Canal + se farcit à l’Orange

par Raphaël GARRIGOS et Isabelle ROBERTS
publié le 21 janvier 2011 à 11h14

Ah il est loin, le temps de Casimir… Oui, c'est ainsi qu'il y a encore peu, à Canal +, on surnommait la filiale de France Télécom : «Casimir, le gros Orange.» Aujourd'hui, «chut, on n'a plus le droit de dire ça !» rigole un cadre de Canal +. Car le temps est aux accolades entre la chaîne cryptée et Orange. Hier, les deux ont annoncé ce qui «n'est encore qu'un projet» mais déjà dans les tuyaux depuis des mois : le rapprochement d'Orange Cinéma Séries, le bouquet de chaînes de France Télécom, et de TPS Star, la chaîne du groupe Canal +. Le mariage se fera à 50/50 et les deux auront les manettes à parité ; la nouvelle chaîne, rejetonne d'Orange Ciné Max et de TPS Star, portera le très inventif nom d'Orange Ciné Star et proposera essentiellement du cinéma et des séries.

Un joli habillage pour camoufler un beau fiasco : celui d'Orange dans la télé.
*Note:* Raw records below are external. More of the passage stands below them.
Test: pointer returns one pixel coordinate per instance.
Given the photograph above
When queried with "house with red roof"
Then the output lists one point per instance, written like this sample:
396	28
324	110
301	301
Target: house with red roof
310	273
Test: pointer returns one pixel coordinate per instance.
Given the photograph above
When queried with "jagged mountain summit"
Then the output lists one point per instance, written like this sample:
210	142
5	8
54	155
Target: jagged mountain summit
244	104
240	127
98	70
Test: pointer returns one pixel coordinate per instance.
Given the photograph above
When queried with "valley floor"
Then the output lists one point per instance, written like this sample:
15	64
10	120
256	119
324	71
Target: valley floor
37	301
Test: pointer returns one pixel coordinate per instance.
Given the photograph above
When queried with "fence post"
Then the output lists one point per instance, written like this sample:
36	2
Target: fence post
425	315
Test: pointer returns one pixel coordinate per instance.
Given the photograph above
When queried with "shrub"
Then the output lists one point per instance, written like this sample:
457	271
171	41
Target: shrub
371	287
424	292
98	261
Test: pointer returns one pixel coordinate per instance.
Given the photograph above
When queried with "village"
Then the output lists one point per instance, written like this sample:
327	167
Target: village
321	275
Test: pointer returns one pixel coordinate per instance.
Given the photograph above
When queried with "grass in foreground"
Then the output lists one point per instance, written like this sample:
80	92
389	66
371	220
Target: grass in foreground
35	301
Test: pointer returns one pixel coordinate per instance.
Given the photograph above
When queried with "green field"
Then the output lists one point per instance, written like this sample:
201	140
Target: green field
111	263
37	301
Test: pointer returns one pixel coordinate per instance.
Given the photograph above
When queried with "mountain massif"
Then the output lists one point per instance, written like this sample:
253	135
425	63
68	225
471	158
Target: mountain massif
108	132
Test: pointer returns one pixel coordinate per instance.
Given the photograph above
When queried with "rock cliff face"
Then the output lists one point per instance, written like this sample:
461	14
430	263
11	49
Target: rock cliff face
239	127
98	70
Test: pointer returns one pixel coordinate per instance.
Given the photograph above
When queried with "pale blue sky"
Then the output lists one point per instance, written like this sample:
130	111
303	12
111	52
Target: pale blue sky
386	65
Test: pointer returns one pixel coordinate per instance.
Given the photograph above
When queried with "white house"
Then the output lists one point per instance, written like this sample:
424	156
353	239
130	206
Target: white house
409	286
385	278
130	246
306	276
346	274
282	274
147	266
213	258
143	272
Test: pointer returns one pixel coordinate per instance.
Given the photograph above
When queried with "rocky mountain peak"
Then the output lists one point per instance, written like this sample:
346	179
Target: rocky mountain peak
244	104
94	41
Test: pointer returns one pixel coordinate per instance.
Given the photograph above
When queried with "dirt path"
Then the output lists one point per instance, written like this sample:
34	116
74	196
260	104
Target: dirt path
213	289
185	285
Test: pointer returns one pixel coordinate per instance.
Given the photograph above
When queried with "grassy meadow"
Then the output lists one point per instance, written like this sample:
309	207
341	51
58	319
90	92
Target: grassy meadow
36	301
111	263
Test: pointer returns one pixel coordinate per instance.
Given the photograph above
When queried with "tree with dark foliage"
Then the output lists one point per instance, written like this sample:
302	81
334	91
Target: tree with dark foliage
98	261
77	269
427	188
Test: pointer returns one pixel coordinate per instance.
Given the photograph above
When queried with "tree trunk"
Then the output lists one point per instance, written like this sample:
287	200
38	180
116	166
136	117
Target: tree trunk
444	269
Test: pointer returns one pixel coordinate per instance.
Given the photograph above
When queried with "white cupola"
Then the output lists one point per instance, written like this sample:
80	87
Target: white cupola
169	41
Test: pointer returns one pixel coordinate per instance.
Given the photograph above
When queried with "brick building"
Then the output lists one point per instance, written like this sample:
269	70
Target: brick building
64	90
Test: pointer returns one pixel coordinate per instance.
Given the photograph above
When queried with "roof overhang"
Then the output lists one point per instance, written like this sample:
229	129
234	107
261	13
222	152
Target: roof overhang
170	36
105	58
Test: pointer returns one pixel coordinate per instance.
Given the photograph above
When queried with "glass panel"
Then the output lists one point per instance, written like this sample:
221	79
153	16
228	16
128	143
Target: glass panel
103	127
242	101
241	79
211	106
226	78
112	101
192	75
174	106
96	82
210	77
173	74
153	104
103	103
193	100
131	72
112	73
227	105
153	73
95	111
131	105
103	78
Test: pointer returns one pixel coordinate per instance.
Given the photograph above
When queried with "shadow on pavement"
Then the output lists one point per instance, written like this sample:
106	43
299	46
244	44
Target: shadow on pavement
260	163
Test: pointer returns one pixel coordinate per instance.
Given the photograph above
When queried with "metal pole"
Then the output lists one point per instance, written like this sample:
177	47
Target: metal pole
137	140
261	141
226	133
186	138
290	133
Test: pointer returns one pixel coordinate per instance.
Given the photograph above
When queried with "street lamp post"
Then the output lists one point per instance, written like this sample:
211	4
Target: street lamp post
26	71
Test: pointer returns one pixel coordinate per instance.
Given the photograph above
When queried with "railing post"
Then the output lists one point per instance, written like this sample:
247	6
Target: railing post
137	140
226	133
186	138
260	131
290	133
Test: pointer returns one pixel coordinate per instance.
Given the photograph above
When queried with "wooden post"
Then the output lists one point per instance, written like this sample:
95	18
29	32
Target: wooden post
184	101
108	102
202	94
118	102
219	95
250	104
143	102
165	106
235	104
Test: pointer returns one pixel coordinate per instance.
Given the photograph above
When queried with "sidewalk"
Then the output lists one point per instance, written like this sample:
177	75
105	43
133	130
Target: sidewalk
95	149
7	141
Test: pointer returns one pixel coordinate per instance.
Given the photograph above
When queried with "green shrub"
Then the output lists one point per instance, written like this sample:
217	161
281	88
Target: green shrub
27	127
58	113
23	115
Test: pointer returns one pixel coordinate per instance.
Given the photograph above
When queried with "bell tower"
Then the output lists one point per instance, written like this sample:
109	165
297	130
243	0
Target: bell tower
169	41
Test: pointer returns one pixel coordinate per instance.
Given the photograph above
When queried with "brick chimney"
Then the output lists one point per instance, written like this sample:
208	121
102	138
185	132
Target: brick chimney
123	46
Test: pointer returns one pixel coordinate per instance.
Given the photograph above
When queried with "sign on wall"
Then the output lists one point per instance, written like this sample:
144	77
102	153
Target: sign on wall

C'était en 2008, et celui qui était alors à la tête de France Télécom, Didier Lombard, plastronnait : «Le monopole de la télévision payante est terminé.» On allait voir ce qu'on allait voir : pour la première fois, un opérateur télécom se lançait dans le contenu. Première étape : Orange chipe une petite partie des droits du foot à Canal +. Las, pour un seul match le samedi et quelques zakouskis en VOD, l'opérateur débourse la somme astronomique de 203 millions d'euros par an. L'OPA d'Orange sur la télé payante se poursuit avec la main basse sur des contrats avec des studios, jusque-là détenus par Canal + : Warner, Gaumont et HBO, prémices du bouquet Orange Cinéma Séries aujourd'hui marié.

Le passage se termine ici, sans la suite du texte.